Well I did 40 push ups, level 2 step test ,around 36 situps and 80 something in total for grip. I am 17 so if you get that you probably would pass   ;D I was worried about the step test. Usually I see people getting levell 3   :-\


----------



## Charlie (12 Mar 2005)

I did 40 pushups, level 3 step test, 45 situps, and 55 and 56kg in the right and left hand respectively.   I'm also right handed...go figure. Im 18 by the way.  Hey just because i did the level 3 step test...does that automatically mean i passed it???


----------



## Lim0 (12 Mar 2005)

you probably would pass it. Considering you beat me in all aspects of the tests and *honestly* i didn't train for the step test  :blotto:


----------



## patrick666 (12 Mar 2005)

For situps, is it still do as many as you can within a minute?


----------



## Lim0 (12 Mar 2005)

Patrick H. said:
			
		

> For situps, is it still do as many as you can within a minute?



yeppers


----------



## Sh0rtbUs (12 Mar 2005)

last Unit PT test I had 71 consecutive push-ups, something around 50 sit-ups in a minute and I was 3rd in the Sqdn to finish the run. (cant remember the time).

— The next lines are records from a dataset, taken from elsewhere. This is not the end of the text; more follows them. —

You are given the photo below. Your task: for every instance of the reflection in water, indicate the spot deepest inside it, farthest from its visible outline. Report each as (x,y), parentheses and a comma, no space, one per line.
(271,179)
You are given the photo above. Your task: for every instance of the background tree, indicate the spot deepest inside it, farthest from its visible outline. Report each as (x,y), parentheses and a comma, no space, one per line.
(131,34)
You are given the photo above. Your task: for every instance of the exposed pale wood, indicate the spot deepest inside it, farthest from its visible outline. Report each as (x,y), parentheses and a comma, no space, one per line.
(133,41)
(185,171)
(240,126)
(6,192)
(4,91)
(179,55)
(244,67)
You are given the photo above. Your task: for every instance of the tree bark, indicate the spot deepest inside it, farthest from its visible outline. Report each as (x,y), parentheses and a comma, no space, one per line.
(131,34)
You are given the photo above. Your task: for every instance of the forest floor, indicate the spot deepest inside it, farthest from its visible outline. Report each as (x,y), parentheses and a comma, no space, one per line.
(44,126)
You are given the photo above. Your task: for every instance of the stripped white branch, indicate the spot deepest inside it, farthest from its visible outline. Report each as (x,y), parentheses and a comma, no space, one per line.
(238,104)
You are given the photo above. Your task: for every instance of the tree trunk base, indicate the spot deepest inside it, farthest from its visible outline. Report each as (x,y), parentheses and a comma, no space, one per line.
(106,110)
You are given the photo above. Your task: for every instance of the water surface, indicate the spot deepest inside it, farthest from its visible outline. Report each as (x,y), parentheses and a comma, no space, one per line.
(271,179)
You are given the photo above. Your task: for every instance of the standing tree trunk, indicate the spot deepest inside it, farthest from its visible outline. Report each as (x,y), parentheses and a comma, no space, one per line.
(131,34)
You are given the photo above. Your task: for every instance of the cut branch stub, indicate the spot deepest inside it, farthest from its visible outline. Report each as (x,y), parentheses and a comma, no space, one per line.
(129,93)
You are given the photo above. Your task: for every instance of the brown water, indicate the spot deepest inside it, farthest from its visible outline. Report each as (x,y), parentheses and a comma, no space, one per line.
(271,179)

For the entrance test, I really cant remember. All I remember is beating everyone else in the room in everything  ;D


----------



## Freight_Train (12 Mar 2005)

Pushups - 69
Situps - 61
Grip - 100
V02 - 42.4 (step test)


----------



## Sh0rtbUs (12 Mar 2005)

Freight_R031 said:
			
		

> Pushups - 69
> Situps - 61
> Grip - 100
> V02 - 42.4 (step test)



Thiese sit ups were within a minute? Doing more than 1 pushup per second is pretty good...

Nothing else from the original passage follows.